How does forensic genetic genealogy operate, and what is it?

DNA from a crime scene can be used in forensic genetic genealogy to compare it to an ancestor database. By using the DNA from your crime scene, you are requesting that the database determine if the individual in question is connected to any people in the ancestry database. If a match is made, you can also determine the potential level of relatedness of the individual, for example, first or second cousin once removed.

The onus then shifts to a genealogist to try and identify the offender using publicly available information, such as marriage licenses, birth certificates, and other documents. One way they can accomplish this is by starting their search from a common ancestor and working their way down to a specific family or even a single name.

When typical DNA testing methods have failed to produce any leads, this can assist law enforcement in solving cases. Not every criminal will be listed in CODIS, and not every crime will have a witness who can identify the perpetrator. Therefore, if conventional methods have run out, forensic genetic genealogy is yet another weapon in the law enforcement toolbox.

How did you actually solve this case when it was assigned to you in 2018?

A DNA sample that had been kept in the freezer of the crime lab since 2001 was found by me. I repeated my study of the sample to make sure it matched the DNA profile of the original offender, which I had obtained in 2001. I also performed a quick diagnostic examination to see if the sample would be appropriate for forensic genetic genealogy.

I then decided to send a portion of the sample to a genealogical lab with the lead detective. The sample was delivered in a broken package with DNA seeping out of the smashed DNA tube. I was devastated, as was the main detective.

After believing for about a year that not even forensic genetic genealogy could solve Candy's case, I learned about Othram, a facility in Texas, that was capable of handling these delicate, damaged DNA samples. I got in touch with them to ask if Candy's situation qualified.
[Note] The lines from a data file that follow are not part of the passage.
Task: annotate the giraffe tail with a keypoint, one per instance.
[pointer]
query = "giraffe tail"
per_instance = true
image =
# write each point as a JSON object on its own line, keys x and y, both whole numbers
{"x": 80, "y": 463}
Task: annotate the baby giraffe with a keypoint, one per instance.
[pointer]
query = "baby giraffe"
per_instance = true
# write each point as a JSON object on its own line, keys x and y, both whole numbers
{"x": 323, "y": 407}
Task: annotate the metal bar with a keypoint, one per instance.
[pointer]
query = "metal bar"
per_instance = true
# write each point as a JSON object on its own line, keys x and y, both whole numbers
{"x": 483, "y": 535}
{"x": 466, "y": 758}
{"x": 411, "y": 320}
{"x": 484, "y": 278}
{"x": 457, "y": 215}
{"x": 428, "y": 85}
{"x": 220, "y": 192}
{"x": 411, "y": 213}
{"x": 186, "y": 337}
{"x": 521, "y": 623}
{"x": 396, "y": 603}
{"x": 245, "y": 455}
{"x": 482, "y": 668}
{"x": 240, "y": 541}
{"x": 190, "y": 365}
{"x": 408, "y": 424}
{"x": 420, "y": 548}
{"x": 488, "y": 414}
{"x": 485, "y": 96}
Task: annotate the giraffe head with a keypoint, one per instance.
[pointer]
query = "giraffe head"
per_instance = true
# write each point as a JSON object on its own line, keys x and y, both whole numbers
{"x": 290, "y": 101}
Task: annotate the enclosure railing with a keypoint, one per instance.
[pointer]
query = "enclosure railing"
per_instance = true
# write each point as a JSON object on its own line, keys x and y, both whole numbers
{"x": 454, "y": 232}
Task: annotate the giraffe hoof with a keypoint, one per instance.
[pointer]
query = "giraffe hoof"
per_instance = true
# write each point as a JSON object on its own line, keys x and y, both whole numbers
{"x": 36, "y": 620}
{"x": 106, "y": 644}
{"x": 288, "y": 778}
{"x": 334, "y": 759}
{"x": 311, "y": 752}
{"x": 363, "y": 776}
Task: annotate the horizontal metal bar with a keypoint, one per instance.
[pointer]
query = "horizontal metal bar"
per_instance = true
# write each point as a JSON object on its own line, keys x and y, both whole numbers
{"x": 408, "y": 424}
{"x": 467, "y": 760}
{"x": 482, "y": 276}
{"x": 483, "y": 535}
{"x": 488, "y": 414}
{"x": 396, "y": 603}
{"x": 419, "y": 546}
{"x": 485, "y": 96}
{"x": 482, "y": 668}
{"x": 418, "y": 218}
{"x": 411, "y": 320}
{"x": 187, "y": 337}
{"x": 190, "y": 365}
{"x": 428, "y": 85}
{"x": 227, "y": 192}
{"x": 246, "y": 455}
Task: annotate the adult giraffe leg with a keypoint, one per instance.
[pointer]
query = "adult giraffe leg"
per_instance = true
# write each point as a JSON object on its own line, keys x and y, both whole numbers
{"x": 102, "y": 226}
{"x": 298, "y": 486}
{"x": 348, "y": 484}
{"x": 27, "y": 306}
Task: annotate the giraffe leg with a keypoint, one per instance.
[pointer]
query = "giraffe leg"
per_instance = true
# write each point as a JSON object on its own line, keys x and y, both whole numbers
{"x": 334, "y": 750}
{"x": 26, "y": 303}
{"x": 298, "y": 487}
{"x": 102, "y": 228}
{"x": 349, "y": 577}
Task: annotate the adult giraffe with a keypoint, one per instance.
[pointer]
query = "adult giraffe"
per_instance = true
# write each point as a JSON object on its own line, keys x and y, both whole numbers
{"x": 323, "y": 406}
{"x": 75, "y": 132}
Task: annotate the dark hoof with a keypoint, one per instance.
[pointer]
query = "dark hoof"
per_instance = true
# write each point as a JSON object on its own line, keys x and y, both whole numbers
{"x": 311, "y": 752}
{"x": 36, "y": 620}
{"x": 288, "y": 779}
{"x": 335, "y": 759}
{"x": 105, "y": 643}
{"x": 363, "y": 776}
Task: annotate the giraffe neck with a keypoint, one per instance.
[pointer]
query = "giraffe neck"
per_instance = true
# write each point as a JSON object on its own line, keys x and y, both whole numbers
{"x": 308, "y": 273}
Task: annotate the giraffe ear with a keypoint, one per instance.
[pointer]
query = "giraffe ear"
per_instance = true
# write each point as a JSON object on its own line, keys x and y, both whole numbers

After they verified that it could, I sent off a little portion of the DNA sample—which by this point had been reduced to practically nothing—for analysis.

This lab ran the ancestry and DNA for six months before identifying the three Hoff brothers as potential culprits. We then made an effort to give the company a little bit more DNA, and this sample was received in fine shape. Regretfully, they were unable to extract any genetic information from the DNA since they believed it to be too deteriorated for their laboratory equipment.

Who was John Reigh Hoff, Candy's killer?

Since John Hoff led a very uneventful life and committed suicide at the age of 30, not much is known about him. He was born in 1938, served a short time in the Army, and was expelled after being charged with trying to rape a woman in Spokane. He resided in Candy's area and may have taken her that night on a whim, the Spokane Police Department subsequently revealed.

What were the implications of solving this case for you on a personal and professional level?

This, in my opinion, is my greatest professional accomplishment in forensics. In my experience as a forensic scientist, this case presented numerous challenges and intricate puzzles that called for perseverance and creative problem-solving. Putting this forensic jigsaw together was the ultimate challenge.

The key lesson that will stay with me forever is that you will eventually find the solution if you are persistent and have the capacity to work past any obstacles you face. To never give up, even in the face of apparent hopelessness; to always keep in mind that a significant advancement in DNA technology might occur at any time and serve as the crucial turning point that solves a case; and to never let a case languish on the shelf for too long before returning to it.

Why, after decades have passed, do police still attempt to solve cold cases?

Law enforcement treats all cases, regardless of their age, with the same importance as fresh ones. No matter how elderly or how few of the victim's family members are still alive, the victim still demands justice and deserves an explanation. Equally significant, law enforcement handles these cases in an effort to facilitate the community's healing.